Lexer Errors: Token-level syntax issues
Parser Errors: Grammar and structure issues
Executor Errors: Runtime and execution issues
Debug Context: Detailed error information at each stage

Best Practices

Debug Usage

Start with runtime: Use GRAPA_SESSION_DEBUG_COMPONENTS=runtime for complete visibility
Filter by component: Use specific components (lexer, parser, executor) for targeted debugging
Adjust levels: Use debug levels (1-5) for appropriate verbosity
Performance monitoring: Use Level 5 for performance analysis

Development Workflow

Syntax Issues: Use lexer component to identify token problems
Grammar Issues: Use parser component to debug rule matching
Runtime Issues: Use executor component to trace execution flow
Performance Issues: Use Level 5 debug for timing analysis

Production Considerations

Disable debug output in production for maximum performance
Use session-specific debug flags for targeted debugging
Monitor debug output volume to prevent performance impact
Use component filtering to focus on specific areas

Conclusion

Grapa's execution pipeline provides comprehensive visibility into the entire process from source text to final results. The debug system offers granular control over what information is displayed, ensuring minimal performance impact while providing powerful debugging capabilities.

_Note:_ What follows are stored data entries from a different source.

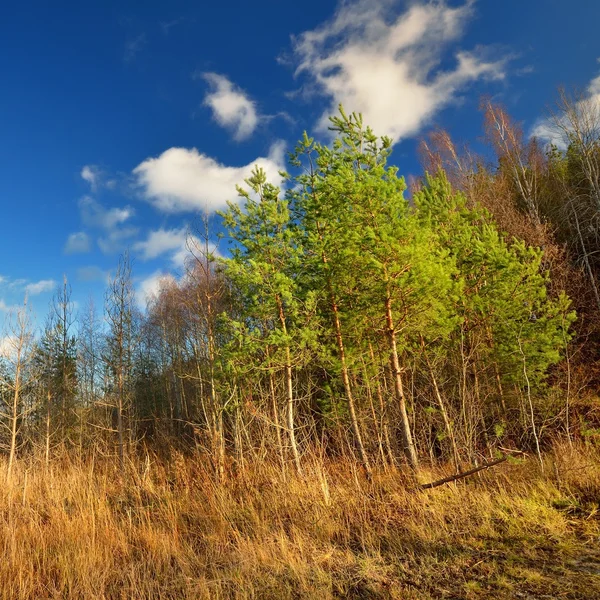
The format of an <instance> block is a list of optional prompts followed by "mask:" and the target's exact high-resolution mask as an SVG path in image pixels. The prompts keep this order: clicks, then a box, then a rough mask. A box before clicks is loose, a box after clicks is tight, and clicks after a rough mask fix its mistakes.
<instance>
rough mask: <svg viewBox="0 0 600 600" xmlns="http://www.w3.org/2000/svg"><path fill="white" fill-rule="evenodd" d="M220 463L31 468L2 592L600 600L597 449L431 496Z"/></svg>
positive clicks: (327, 469)
mask: <svg viewBox="0 0 600 600" xmlns="http://www.w3.org/2000/svg"><path fill="white" fill-rule="evenodd" d="M207 465H208V463H207V462H205V461H203V460H202V459H201V458H184V457H183V456H181V455H174V456H172V457H171V459H170V460H168V461H167V460H162V461H160V460H158V459H156V458H150V459H149V460H146V459H144V458H142V459H140V460H139V461H133V462H130V463H129V464H128V465H127V468H126V469H125V470H124V471H123V472H120V471H119V470H118V469H116V468H114V466H113V465H112V464H111V463H109V462H102V463H101V462H98V461H92V460H89V461H86V462H85V463H82V464H79V463H74V462H71V461H70V460H68V459H67V458H64V459H60V460H58V459H57V460H56V461H55V462H54V463H53V464H52V465H51V467H50V469H49V470H46V468H45V466H44V465H43V463H38V462H36V461H30V462H28V461H27V460H26V459H23V460H22V461H21V462H20V463H19V464H18V467H17V470H16V472H15V474H14V477H13V479H12V481H11V482H10V483H9V484H8V485H4V486H1V487H0V552H1V556H2V560H1V561H0V598H5V599H7V600H8V599H10V600H15V599H19V598H32V599H33V598H35V599H42V598H65V599H68V598H91V599H107V598H140V599H141V598H173V599H176V598H177V599H191V598H207V599H208V598H211V599H212V598H261V599H263V598H274V599H275V598H278V599H279V598H314V599H317V598H318V599H327V598H443V597H448V598H451V597H452V598H515V597H518V596H519V594H525V596H523V597H537V596H536V594H537V595H540V594H550V595H552V594H554V595H556V597H560V598H574V599H575V598H590V599H591V598H598V597H600V576H599V574H600V549H599V544H598V535H599V534H600V527H599V523H600V522H599V521H598V518H597V517H598V512H597V510H598V502H599V501H600V460H599V458H598V456H597V454H596V453H594V452H592V451H589V450H585V449H582V448H579V449H577V450H570V449H569V448H568V447H561V448H557V449H556V450H555V452H554V453H552V454H551V455H548V456H547V457H546V464H545V470H544V474H542V473H541V471H540V468H539V465H537V464H536V463H535V461H533V460H531V461H526V462H524V463H522V464H507V463H505V464H503V465H500V466H498V467H496V468H495V470H493V471H488V472H485V473H484V474H481V475H480V476H477V475H476V476H474V477H472V478H470V479H467V480H464V481H463V482H460V483H455V484H450V485H446V486H443V487H440V488H436V489H434V490H428V491H420V490H418V489H417V488H416V487H415V485H414V484H413V483H410V479H408V478H406V477H405V476H403V475H402V474H401V473H386V474H376V475H375V476H374V477H373V479H372V480H371V481H368V480H367V479H365V478H363V477H362V476H361V475H360V474H359V473H357V474H356V476H348V473H351V472H352V469H351V465H349V464H346V463H344V462H340V461H338V462H331V463H325V464H323V463H322V462H320V461H318V460H312V461H311V460H309V459H307V462H306V465H305V471H306V473H305V476H304V478H302V479H300V478H297V477H295V476H294V475H293V474H292V470H290V472H289V473H288V474H287V477H286V482H285V483H284V481H283V478H282V477H281V474H280V471H279V469H278V468H277V466H276V465H269V464H263V465H255V466H254V467H252V466H249V467H248V468H247V470H246V471H244V472H240V473H237V474H235V473H231V474H230V475H229V476H228V479H227V481H225V482H223V483H222V484H217V483H216V482H215V481H214V479H213V477H212V475H211V474H210V473H209V472H208V467H207ZM440 475H442V472H441V471H439V472H436V471H435V470H432V471H431V472H430V473H428V474H427V477H429V476H431V477H436V476H440ZM527 595H529V596H527Z"/></svg>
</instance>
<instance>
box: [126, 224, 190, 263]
mask: <svg viewBox="0 0 600 600" xmlns="http://www.w3.org/2000/svg"><path fill="white" fill-rule="evenodd" d="M186 237H187V230H186V229H185V228H183V229H162V228H161V229H158V230H156V231H151V232H150V233H149V235H148V239H146V240H145V241H141V242H137V243H136V244H134V246H133V249H134V250H135V251H136V252H139V253H140V255H141V258H142V260H151V259H153V258H157V257H158V256H161V255H162V254H165V253H166V252H170V251H173V250H180V249H181V248H182V247H184V248H185V243H186Z"/></svg>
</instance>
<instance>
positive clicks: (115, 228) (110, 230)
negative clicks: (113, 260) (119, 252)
mask: <svg viewBox="0 0 600 600" xmlns="http://www.w3.org/2000/svg"><path fill="white" fill-rule="evenodd" d="M138 231H139V229H138V228H137V227H122V228H118V227H115V228H114V229H111V230H108V231H107V232H106V234H105V235H103V236H102V237H99V238H98V247H99V248H100V250H101V251H102V252H103V253H104V254H115V253H117V252H122V251H123V250H124V249H125V247H126V246H127V244H128V242H129V240H130V239H131V238H133V237H135V236H136V235H137V234H138Z"/></svg>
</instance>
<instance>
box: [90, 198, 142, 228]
mask: <svg viewBox="0 0 600 600" xmlns="http://www.w3.org/2000/svg"><path fill="white" fill-rule="evenodd" d="M79 210H80V212H81V220H82V221H83V223H84V225H87V226H88V227H98V228H100V229H112V228H114V227H116V226H118V225H121V224H123V223H125V221H127V220H128V219H130V218H131V217H132V216H133V215H134V214H135V211H134V210H133V208H131V207H130V206H126V207H125V208H109V209H107V208H105V207H104V206H102V205H101V204H100V203H99V202H97V201H96V200H94V199H93V198H92V197H90V196H84V197H83V198H81V200H79Z"/></svg>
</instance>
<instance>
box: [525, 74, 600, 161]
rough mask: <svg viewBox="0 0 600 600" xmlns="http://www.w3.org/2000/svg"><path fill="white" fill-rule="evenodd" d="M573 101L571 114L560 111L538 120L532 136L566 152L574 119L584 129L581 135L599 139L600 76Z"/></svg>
mask: <svg viewBox="0 0 600 600" xmlns="http://www.w3.org/2000/svg"><path fill="white" fill-rule="evenodd" d="M571 101H572V106H571V110H570V112H569V114H566V113H565V112H564V111H561V110H560V109H559V110H558V111H557V112H556V114H555V115H553V116H550V117H544V118H541V119H538V121H537V122H536V123H535V125H534V126H533V128H532V130H531V136H532V137H537V138H539V139H541V140H543V141H545V142H548V143H551V144H554V145H555V146H556V147H557V148H560V149H561V150H566V149H567V146H568V145H569V135H570V133H572V132H573V124H574V121H573V119H576V120H577V121H579V126H580V127H581V128H582V130H581V131H580V135H583V136H589V137H590V138H592V139H594V138H595V139H597V138H598V136H600V75H598V76H597V77H594V78H593V79H592V80H591V81H590V82H589V84H588V86H587V88H586V89H585V90H584V92H583V93H581V94H578V95H577V97H573V98H571V99H569V102H571Z"/></svg>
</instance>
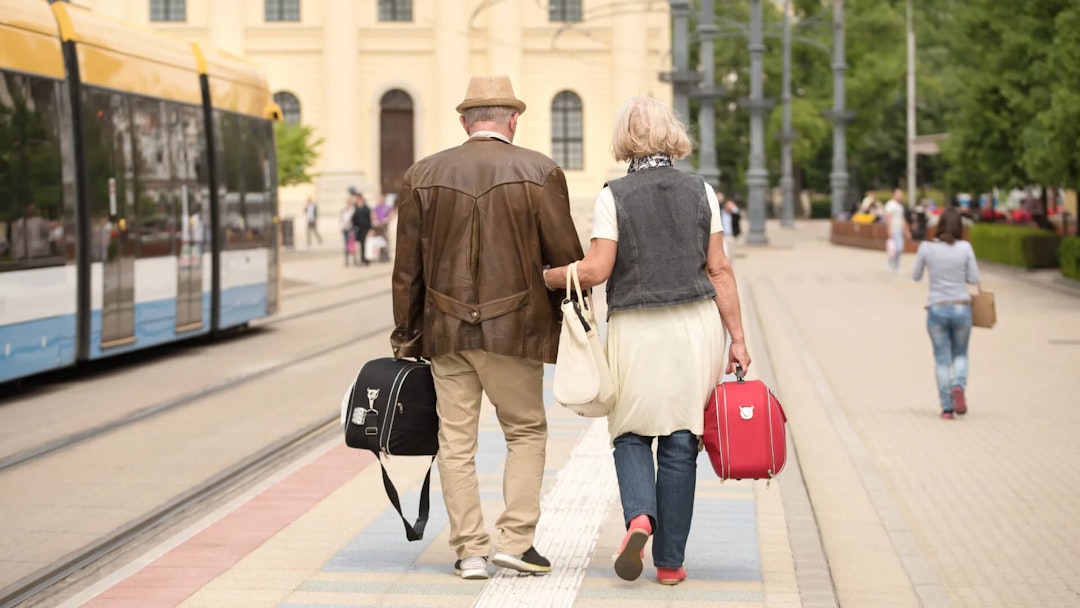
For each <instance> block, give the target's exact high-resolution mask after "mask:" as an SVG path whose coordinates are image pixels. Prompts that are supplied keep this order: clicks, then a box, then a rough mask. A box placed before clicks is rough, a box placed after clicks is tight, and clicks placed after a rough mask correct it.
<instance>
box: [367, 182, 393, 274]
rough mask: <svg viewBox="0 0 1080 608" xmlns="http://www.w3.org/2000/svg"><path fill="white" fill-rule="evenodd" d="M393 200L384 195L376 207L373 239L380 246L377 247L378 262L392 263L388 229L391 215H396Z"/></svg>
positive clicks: (392, 197) (377, 204)
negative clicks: (394, 213) (380, 261)
mask: <svg viewBox="0 0 1080 608" xmlns="http://www.w3.org/2000/svg"><path fill="white" fill-rule="evenodd" d="M391 200H393V197H392V195H388V194H383V195H381V197H379V204H377V205H375V210H373V215H374V219H375V222H374V224H373V225H372V239H375V240H376V241H378V243H377V245H378V246H377V247H376V249H377V251H378V256H377V258H378V261H390V246H389V243H390V241H389V230H388V228H389V226H390V218H391V215H393V213H394V207H393V205H392V204H391V203H390V201H391Z"/></svg>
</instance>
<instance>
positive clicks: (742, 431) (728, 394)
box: [702, 367, 787, 479]
mask: <svg viewBox="0 0 1080 608" xmlns="http://www.w3.org/2000/svg"><path fill="white" fill-rule="evenodd" d="M735 375H737V377H738V381H735V382H720V383H719V384H717V386H716V388H715V389H713V395H712V396H711V397H710V398H708V404H707V405H706V406H705V434H704V436H703V437H702V442H703V443H704V444H705V451H706V452H707V454H708V460H710V461H711V462H712V463H713V470H714V471H716V474H717V475H718V476H719V477H720V478H721V479H771V478H772V477H775V476H777V474H779V473H780V471H782V470H783V468H784V463H785V462H786V460H787V432H786V428H785V425H786V423H787V418H786V417H785V416H784V410H783V408H781V407H780V401H779V400H777V395H774V394H772V391H770V390H769V387H766V386H765V382H761V381H760V380H746V379H745V378H744V377H743V374H742V368H741V367H740V368H738V369H737V370H735Z"/></svg>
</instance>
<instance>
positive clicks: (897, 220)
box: [885, 199, 904, 234]
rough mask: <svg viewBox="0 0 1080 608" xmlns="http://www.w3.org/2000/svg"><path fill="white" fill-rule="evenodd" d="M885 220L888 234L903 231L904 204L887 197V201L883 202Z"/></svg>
mask: <svg viewBox="0 0 1080 608" xmlns="http://www.w3.org/2000/svg"><path fill="white" fill-rule="evenodd" d="M885 221H886V226H888V227H889V233H890V234H896V233H899V232H903V231H904V205H902V204H900V202H897V201H894V200H893V199H889V202H888V203H886V204H885Z"/></svg>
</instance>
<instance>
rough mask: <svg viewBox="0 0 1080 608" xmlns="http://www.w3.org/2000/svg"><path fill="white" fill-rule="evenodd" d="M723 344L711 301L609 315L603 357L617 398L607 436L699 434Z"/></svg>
mask: <svg viewBox="0 0 1080 608" xmlns="http://www.w3.org/2000/svg"><path fill="white" fill-rule="evenodd" d="M726 341H727V336H726V333H725V330H724V324H723V323H721V321H720V314H719V311H717V310H716V302H715V301H714V300H713V299H707V300H701V301H698V302H691V303H688V305H679V306H672V307H663V308H649V309H642V310H629V311H622V312H616V313H612V314H611V319H610V321H609V322H608V328H607V354H608V363H609V364H610V366H611V374H612V376H613V378H615V383H616V387H617V389H618V392H619V400H618V403H617V404H616V407H615V410H612V411H611V414H610V415H609V416H608V432H609V433H610V435H611V438H612V440H613V438H615V437H617V436H619V435H621V434H623V433H635V434H638V435H645V436H661V435H670V434H672V433H674V432H675V431H684V430H686V431H690V432H692V433H693V434H696V435H701V433H702V431H703V425H704V408H705V402H706V401H707V400H708V396H710V395H711V394H712V391H713V388H714V387H716V383H717V382H718V381H719V379H720V376H721V375H723V370H724V365H725V363H726V361H725V359H724V354H725V342H726Z"/></svg>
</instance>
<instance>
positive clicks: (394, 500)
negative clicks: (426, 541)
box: [343, 357, 438, 540]
mask: <svg viewBox="0 0 1080 608" xmlns="http://www.w3.org/2000/svg"><path fill="white" fill-rule="evenodd" d="M343 407H345V411H343V414H345V443H346V445H348V446H349V447H354V448H357V449H366V450H369V451H372V452H373V454H375V457H376V458H377V459H378V460H379V467H380V468H381V469H382V486H383V487H384V488H386V490H387V498H389V499H390V502H391V503H392V504H393V505H394V509H396V510H397V515H400V516H401V518H402V523H403V524H405V537H406V538H408V540H420V539H422V538H423V528H424V526H427V525H428V513H429V511H430V506H431V465H429V467H428V475H427V476H426V477H424V478H423V486H422V487H421V488H420V512H419V515H418V517H417V521H416V523H415V524H409V523H408V519H406V518H405V515H404V514H403V513H402V506H401V500H400V499H399V497H397V489H396V488H395V487H394V484H393V482H391V481H390V475H389V474H387V468H386V465H384V464H383V462H382V456H383V455H386V456H430V457H431V462H432V464H434V462H435V455H436V454H438V414H437V413H436V410H435V384H434V382H433V380H432V378H431V364H430V363H428V362H426V361H411V360H405V359H392V357H386V359H376V360H373V361H369V362H367V363H366V364H364V367H363V368H361V370H360V374H359V375H357V376H356V380H355V381H353V383H352V387H351V388H350V389H349V393H348V396H347V400H346V403H345V404H343Z"/></svg>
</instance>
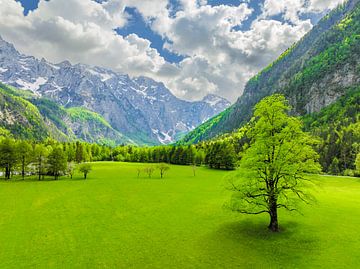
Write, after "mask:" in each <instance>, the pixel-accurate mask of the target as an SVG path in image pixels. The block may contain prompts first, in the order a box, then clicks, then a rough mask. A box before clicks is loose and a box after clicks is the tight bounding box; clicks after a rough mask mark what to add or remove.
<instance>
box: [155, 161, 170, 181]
mask: <svg viewBox="0 0 360 269" xmlns="http://www.w3.org/2000/svg"><path fill="white" fill-rule="evenodd" d="M157 168H158V169H159V171H160V177H161V178H163V176H164V173H165V172H166V171H168V170H169V169H170V166H168V165H167V164H165V163H161V164H159V165H158V166H157Z"/></svg>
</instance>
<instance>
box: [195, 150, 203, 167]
mask: <svg viewBox="0 0 360 269" xmlns="http://www.w3.org/2000/svg"><path fill="white" fill-rule="evenodd" d="M204 161H205V152H204V151H203V150H198V151H197V152H196V154H195V164H196V165H198V166H200V165H202V164H203V163H204Z"/></svg>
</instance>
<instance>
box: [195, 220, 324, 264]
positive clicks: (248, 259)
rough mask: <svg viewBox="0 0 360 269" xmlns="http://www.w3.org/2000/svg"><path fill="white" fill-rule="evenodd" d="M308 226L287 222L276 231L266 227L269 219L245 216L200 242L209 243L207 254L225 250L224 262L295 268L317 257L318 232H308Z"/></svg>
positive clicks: (203, 244)
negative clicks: (241, 220) (276, 231)
mask: <svg viewBox="0 0 360 269" xmlns="http://www.w3.org/2000/svg"><path fill="white" fill-rule="evenodd" d="M262 220H263V219H262ZM307 228H308V227H305V226H302V224H301V223H298V222H294V221H284V222H283V223H282V225H281V228H280V229H281V230H280V231H279V232H277V233H274V232H271V231H270V230H268V229H267V222H264V221H257V222H255V221H253V220H250V219H244V220H242V221H238V222H229V223H225V224H223V225H221V226H219V228H218V229H217V230H216V231H214V232H213V233H211V234H209V235H208V236H207V237H206V238H205V240H204V241H203V242H201V245H203V246H204V245H206V253H204V254H205V255H207V256H209V257H213V256H215V255H216V253H222V259H223V260H224V261H226V260H228V261H229V262H231V261H232V262H234V261H236V262H237V263H238V264H239V265H242V266H245V267H255V268H259V267H260V268H293V267H294V266H295V267H298V265H300V264H302V263H304V262H305V264H306V263H307V262H309V261H310V260H312V259H314V257H316V255H317V253H318V252H317V251H319V239H318V237H317V235H316V233H313V232H309V233H307V230H308V229H307Z"/></svg>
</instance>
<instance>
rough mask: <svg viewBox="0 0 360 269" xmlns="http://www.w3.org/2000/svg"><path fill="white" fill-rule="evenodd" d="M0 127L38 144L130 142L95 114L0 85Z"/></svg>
mask: <svg viewBox="0 0 360 269" xmlns="http://www.w3.org/2000/svg"><path fill="white" fill-rule="evenodd" d="M0 126H1V127H4V128H5V129H7V130H9V131H10V132H11V134H13V135H14V137H16V138H20V139H30V140H37V141H42V140H44V139H46V138H48V137H50V138H53V139H55V140H58V141H76V140H82V141H88V142H92V143H101V144H107V145H113V146H114V145H116V144H121V143H134V142H133V141H132V140H130V139H128V138H127V137H125V136H124V135H122V134H121V133H119V132H118V131H116V130H114V129H113V128H112V127H111V126H110V124H109V123H108V122H107V121H106V120H105V119H104V118H103V117H102V116H100V115H99V114H97V113H95V112H93V111H89V110H87V109H85V108H80V107H72V108H64V107H62V106H60V105H58V104H57V103H55V102H53V101H51V100H48V99H45V98H39V97H37V96H35V95H34V94H33V93H31V92H30V91H25V90H20V89H15V88H13V87H10V86H7V85H4V84H1V83H0Z"/></svg>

Understanding this pipeline is essential for: - Debugging: Identifying issues at the correct stage - Optimization: Finding performance bottlenecks - Extension: Adding new language features - Troubleshooting: Resolving complex execution issues

The modular design allows for targeted debugging while maintaining the ability to view the complete execution flow when needed.